PostgreSQL is a powerful open source object-relational database system that uses and extends the SQL language.
In this article we will compare an installation of PostgreSQL at Amazon AWS with RDS Aurora service, against an Cluster of 3 Amazon AWS EC2 instances with LeanXcale installed, using fair workload scenarios. We will show how you can experience marked improvements when choosing LeanXcale over PostgreSQL.
In addition, LeanXcale provides KiVi, a distributed storage engine which provides additional benefits for all workloads.
1.1. LeanXcale KiVi
LeanXcale provides a key-value database called Kivi. KiVi is a low-latency key value datastores that grants fast bulk insertion, update, get and scan operations. It has been designed and implemented after many years of research on distributed systems.
1.2. Benchmarking Tool
YCSB, the Yahoo Cloud Serving Benchmark, an open-source specification and program suite commonly used to compare performance of NoSQL database systems.
1.3. Method
The comparison is made by generating emulated workload with YCSB and letting the YCSB clients connect to the databases over JDBC.
2. Specifications
In the benchmark comparison we are using 4 Amazon AWS instances, 1 for the YCSB clients generating the workload, and 3 for the databases.
2.1. Machines
All machines used are hosted at Amazon AWS. We have requested spot instances and built the LeanXcale database clusters by hand.
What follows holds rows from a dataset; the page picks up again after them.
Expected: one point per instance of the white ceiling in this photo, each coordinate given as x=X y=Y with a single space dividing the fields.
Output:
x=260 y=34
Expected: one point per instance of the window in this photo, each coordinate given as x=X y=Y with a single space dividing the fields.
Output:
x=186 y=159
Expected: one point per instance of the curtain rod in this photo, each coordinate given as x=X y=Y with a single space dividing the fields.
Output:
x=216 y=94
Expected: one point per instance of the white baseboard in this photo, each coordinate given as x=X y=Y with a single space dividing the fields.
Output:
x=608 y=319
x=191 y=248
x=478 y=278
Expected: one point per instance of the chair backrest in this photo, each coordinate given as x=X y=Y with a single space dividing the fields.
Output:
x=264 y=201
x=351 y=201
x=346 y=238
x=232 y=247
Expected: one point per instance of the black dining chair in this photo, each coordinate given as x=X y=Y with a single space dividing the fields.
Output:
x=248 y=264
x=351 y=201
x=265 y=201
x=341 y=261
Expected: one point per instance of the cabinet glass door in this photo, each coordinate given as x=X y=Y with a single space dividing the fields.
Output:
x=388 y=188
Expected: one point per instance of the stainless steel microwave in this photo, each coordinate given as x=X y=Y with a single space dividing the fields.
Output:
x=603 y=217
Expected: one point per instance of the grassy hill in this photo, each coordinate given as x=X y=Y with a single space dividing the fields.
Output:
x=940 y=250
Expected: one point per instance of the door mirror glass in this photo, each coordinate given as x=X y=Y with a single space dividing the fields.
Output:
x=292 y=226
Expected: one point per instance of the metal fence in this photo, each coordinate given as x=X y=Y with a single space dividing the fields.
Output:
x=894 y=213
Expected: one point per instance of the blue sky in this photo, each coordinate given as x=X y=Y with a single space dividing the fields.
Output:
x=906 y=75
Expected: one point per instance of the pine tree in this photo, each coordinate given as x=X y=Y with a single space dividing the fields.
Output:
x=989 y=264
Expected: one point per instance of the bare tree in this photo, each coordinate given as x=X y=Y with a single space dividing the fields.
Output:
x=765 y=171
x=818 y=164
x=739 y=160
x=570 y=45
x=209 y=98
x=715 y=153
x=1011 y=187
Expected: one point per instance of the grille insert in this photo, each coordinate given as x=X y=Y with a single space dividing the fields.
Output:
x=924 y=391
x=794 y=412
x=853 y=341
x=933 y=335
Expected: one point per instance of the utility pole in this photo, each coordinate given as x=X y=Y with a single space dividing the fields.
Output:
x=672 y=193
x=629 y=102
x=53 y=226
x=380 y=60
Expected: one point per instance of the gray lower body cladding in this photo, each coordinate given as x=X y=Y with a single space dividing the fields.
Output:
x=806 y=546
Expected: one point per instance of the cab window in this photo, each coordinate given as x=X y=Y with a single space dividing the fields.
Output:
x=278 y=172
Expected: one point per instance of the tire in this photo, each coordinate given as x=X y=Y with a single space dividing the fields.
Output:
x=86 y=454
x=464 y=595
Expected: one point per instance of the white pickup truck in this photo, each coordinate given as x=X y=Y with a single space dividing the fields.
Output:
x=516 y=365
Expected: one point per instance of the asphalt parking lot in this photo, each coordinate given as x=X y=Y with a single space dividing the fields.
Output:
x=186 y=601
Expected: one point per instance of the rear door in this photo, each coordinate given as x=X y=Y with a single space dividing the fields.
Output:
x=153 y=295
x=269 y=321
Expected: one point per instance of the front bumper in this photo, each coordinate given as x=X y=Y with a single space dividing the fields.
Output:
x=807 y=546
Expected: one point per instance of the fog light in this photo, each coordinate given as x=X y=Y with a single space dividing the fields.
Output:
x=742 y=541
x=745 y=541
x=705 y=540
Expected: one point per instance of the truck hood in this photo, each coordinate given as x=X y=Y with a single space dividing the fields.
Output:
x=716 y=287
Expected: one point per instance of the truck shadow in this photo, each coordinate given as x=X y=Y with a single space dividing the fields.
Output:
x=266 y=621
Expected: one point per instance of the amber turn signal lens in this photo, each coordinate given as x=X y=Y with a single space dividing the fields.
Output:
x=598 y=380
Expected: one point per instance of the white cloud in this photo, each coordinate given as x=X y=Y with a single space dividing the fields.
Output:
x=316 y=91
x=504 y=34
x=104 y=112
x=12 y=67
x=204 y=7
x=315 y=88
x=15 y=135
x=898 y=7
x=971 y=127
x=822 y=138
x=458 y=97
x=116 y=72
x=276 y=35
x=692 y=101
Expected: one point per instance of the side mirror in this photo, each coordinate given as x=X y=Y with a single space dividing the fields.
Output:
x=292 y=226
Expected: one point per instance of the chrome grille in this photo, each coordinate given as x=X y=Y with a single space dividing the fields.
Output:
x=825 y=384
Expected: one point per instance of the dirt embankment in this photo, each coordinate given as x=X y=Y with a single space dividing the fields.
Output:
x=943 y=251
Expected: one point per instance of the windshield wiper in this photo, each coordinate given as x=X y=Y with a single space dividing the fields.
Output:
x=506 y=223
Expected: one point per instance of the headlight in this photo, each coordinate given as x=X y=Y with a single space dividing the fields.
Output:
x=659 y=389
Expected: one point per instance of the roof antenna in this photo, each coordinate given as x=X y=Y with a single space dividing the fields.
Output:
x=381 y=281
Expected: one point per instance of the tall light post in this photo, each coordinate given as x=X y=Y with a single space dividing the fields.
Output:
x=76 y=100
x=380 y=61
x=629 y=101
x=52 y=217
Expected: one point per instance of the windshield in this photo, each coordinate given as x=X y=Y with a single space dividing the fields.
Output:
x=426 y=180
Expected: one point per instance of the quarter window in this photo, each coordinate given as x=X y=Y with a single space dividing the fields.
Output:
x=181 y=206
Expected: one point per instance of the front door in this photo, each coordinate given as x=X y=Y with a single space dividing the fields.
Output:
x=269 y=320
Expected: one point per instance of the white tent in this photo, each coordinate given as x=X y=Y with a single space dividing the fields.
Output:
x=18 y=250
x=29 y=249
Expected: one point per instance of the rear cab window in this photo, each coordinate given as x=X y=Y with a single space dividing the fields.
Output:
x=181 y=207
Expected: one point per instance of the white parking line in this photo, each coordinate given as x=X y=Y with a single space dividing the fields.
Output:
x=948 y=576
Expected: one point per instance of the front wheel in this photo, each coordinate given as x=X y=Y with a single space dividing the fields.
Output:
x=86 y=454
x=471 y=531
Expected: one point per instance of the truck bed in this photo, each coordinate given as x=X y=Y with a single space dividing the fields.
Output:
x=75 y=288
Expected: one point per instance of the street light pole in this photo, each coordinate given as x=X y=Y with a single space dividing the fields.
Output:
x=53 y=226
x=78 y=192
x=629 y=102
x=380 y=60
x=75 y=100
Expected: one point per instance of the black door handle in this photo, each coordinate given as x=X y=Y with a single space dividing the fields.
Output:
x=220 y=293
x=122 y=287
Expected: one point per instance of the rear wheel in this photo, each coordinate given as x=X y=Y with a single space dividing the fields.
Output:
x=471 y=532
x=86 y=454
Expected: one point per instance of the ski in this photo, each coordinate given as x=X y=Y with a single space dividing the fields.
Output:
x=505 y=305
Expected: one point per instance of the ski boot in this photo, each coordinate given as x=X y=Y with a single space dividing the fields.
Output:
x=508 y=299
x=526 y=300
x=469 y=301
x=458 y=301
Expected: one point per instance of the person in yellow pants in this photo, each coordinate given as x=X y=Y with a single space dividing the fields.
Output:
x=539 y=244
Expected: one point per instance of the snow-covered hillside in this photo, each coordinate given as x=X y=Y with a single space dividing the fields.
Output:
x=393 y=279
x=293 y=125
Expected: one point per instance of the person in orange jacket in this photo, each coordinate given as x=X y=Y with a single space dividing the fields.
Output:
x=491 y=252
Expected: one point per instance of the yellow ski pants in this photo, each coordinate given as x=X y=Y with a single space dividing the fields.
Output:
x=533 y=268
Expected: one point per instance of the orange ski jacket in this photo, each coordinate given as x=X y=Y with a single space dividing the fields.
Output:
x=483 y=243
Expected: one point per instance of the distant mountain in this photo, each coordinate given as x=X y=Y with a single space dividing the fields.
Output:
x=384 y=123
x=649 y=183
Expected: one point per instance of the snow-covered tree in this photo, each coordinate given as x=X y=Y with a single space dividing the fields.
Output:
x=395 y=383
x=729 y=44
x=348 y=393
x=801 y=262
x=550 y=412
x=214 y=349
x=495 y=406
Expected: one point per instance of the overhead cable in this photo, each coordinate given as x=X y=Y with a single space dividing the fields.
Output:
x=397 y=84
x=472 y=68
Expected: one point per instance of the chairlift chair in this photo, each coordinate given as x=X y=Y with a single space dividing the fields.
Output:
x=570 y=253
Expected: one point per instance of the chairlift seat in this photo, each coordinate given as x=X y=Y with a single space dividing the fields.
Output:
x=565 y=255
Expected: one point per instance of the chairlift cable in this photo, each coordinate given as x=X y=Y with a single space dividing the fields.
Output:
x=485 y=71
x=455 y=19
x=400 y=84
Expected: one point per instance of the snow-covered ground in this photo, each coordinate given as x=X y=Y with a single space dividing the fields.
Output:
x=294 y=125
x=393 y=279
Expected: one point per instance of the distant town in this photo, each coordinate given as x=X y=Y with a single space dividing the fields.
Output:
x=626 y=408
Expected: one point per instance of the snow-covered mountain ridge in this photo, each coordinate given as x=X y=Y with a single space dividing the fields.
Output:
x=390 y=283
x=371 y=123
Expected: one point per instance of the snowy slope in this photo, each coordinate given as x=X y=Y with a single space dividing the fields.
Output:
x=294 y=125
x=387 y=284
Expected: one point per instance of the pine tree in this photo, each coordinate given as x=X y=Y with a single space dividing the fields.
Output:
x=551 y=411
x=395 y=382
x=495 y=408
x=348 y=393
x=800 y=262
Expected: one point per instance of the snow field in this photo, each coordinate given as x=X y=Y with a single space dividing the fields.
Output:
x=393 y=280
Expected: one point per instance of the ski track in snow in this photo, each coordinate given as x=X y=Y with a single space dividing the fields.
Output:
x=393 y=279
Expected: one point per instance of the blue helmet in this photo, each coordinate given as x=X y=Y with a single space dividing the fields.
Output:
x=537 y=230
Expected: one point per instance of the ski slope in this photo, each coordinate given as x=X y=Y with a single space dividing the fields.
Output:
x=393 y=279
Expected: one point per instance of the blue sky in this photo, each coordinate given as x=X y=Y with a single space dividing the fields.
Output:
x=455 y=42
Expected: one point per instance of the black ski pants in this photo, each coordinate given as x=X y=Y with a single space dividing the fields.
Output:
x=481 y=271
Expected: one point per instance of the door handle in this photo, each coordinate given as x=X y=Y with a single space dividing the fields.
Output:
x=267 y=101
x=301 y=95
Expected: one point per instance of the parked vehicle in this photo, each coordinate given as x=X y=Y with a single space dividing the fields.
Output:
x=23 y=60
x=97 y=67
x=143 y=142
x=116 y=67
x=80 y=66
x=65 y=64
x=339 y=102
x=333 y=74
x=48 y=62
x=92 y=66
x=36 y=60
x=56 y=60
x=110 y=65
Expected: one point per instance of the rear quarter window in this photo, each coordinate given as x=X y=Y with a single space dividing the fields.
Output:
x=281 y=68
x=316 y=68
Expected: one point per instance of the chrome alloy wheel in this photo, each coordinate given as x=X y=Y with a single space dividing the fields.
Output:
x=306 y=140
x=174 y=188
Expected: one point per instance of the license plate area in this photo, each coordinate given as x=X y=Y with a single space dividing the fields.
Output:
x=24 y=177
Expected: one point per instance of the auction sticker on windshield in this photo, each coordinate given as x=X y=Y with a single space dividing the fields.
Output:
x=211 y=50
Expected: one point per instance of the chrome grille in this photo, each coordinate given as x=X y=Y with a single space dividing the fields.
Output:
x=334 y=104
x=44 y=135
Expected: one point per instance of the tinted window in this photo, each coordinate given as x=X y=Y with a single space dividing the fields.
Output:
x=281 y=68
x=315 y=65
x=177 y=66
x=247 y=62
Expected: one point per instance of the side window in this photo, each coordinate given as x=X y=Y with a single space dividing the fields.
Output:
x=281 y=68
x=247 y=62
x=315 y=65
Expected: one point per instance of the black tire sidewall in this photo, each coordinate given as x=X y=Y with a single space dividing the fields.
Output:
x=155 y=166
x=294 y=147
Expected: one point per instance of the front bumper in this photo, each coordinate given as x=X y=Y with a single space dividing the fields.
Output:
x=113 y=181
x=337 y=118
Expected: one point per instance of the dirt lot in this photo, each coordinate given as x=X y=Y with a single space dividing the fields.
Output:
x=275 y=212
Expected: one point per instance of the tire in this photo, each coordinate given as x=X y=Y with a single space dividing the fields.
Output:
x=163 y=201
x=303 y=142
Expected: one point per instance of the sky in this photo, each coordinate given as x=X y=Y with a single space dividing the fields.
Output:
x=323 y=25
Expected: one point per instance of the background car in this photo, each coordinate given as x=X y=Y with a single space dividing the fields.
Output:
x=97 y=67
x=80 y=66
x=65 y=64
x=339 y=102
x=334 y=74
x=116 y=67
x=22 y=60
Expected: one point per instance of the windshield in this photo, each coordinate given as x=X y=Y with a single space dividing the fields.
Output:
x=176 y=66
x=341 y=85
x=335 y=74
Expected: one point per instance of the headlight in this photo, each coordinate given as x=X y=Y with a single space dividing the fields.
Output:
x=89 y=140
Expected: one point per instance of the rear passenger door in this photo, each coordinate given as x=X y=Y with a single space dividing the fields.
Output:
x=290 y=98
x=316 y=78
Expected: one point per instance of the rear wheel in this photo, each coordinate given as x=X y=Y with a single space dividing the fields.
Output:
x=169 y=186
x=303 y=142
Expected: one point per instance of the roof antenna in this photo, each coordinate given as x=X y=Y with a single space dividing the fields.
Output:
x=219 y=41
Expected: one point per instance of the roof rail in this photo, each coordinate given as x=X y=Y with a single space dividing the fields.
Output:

The machines that we are using are r3.xlarge
, so they have the following specifications:
*Instance Family * |
Instance Type |
Processor Arch |
vCPU |
Memory (GiB) |
Instance Storage (GB) |
EBS-optimized Available |
Network Performance |
Memory optimized |
r3.xlarge |
64 bits |
4 |
30,5 |
1 x 80 |
Yes |
Moderate |
For PostgreSQL we are using a db.r5.xlarge
which is the most similar latest generation machine. With a reader/replica node at different availability zone, this reader is used to manually distribute the reading load.
2.2. Software
All machines are running:
-
Ubuntu 16.04 as SO
-
Java Open JDK 8
-
Python 2
-
LeanXcale 0.96-SNAPSHOT (w/KiVi-0.132)
-
PostgreSQL 10.7
2.3. Execution
YCSB clients use a lot of memory, so YCSB Client processes are running on a separate machine than the ones used for the databases cluster in order to do not disturb the metrics.
YCSB Execution plan
YCSB uses a 2 stage execution plan, with a load stage (clients only execute INSERTS statements in order to get a full working set) followed by a run stage (UPDATES, GETS and SCANS).
|
3. Data Model
The data model obviously will be the same for both databases because the process (YCSB Clients) that will run the benchmark is the same just modifying the connection URL.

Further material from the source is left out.